The last story in the book was also the least effective for me. It depicts Lois writing her story "Why the World Doesn't Need Superman", which we know from Superman Returns won her a Pulitzer. My problem with this story is that it doesn't know what it's about. It's supposed to be about Lois moving on, finding herself, and closing the chapter of her life that's about Superman. The story, like the others in the book, recaps Superman: The Movie's key moments, interwoven with Lois's burgeoning relationship with Richard White. But the relationship with White gets about two pages-- not enough time to convince. And we know Lois hasn't moved on, because Superman Returns ends with her writing a newspaper article disagreeing with this one.

"All we need is the belief in ourselves," writes Lois, but it's not convincing coming from this mopey Lois. It doesn't help that the artwork here is stiff, not really displaying emotion on any adequate level to the story being told. Ultimately, I was unengaged in Lois's problems, thanks to both the writing and the artwork, and that's the worst part of all.

Overall, this slim volume is fairly mediocre. None of the stories are outright terrible, but all of them spend too much time retreading Superman: The Movie, and none of them compellingly represent the characters they're supposed to be filling us in on. A wasted opportunity to really flesh out an excellent film.

Do you know what?

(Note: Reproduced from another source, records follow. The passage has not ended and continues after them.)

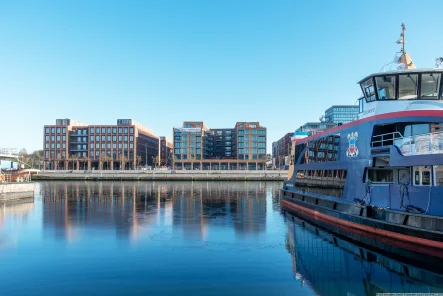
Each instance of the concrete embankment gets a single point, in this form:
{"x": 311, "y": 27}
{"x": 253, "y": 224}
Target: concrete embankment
{"x": 163, "y": 175}
{"x": 13, "y": 191}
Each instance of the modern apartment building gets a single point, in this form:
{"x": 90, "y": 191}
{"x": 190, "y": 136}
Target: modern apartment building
{"x": 281, "y": 151}
{"x": 70, "y": 144}
{"x": 316, "y": 127}
{"x": 197, "y": 147}
{"x": 341, "y": 114}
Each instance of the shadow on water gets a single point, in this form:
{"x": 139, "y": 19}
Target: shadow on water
{"x": 333, "y": 265}
{"x": 188, "y": 238}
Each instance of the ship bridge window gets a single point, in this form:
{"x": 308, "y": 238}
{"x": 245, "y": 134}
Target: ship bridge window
{"x": 386, "y": 87}
{"x": 430, "y": 84}
{"x": 407, "y": 87}
{"x": 368, "y": 90}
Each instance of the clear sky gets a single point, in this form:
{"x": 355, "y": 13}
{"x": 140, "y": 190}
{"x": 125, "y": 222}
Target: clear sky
{"x": 163, "y": 62}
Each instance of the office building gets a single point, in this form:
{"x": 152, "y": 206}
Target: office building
{"x": 313, "y": 128}
{"x": 197, "y": 147}
{"x": 341, "y": 114}
{"x": 281, "y": 151}
{"x": 70, "y": 144}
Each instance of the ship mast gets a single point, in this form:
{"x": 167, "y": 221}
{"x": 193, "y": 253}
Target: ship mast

This is the last one. That's it. No more Faster than a DC Bullet. Back in June 2008, I started reading the 21 comics my friend had loaned me, claiming that "you get the pleasure of journeying through them with me over the next couple months!" Well, here we are twenty-one months later, and I've finally finished. They were arrayed with quick regularity on my reading list, but slowdowns thanks to graduate school meant I averaged only one a month-- and then it took me three months to do one. That's when I promised myself I'd do at least one every month, or I'd never finish, and I managed to keep that promise and then some, wrapping up slightly ahead of my predicted April 2010 date. It's been a long, fun journey, and I hope you all have enjoyed reading about these stories as much as I've enjoyed reading them. Except for Absolute Power. Great Rao, I wish I'd never read that.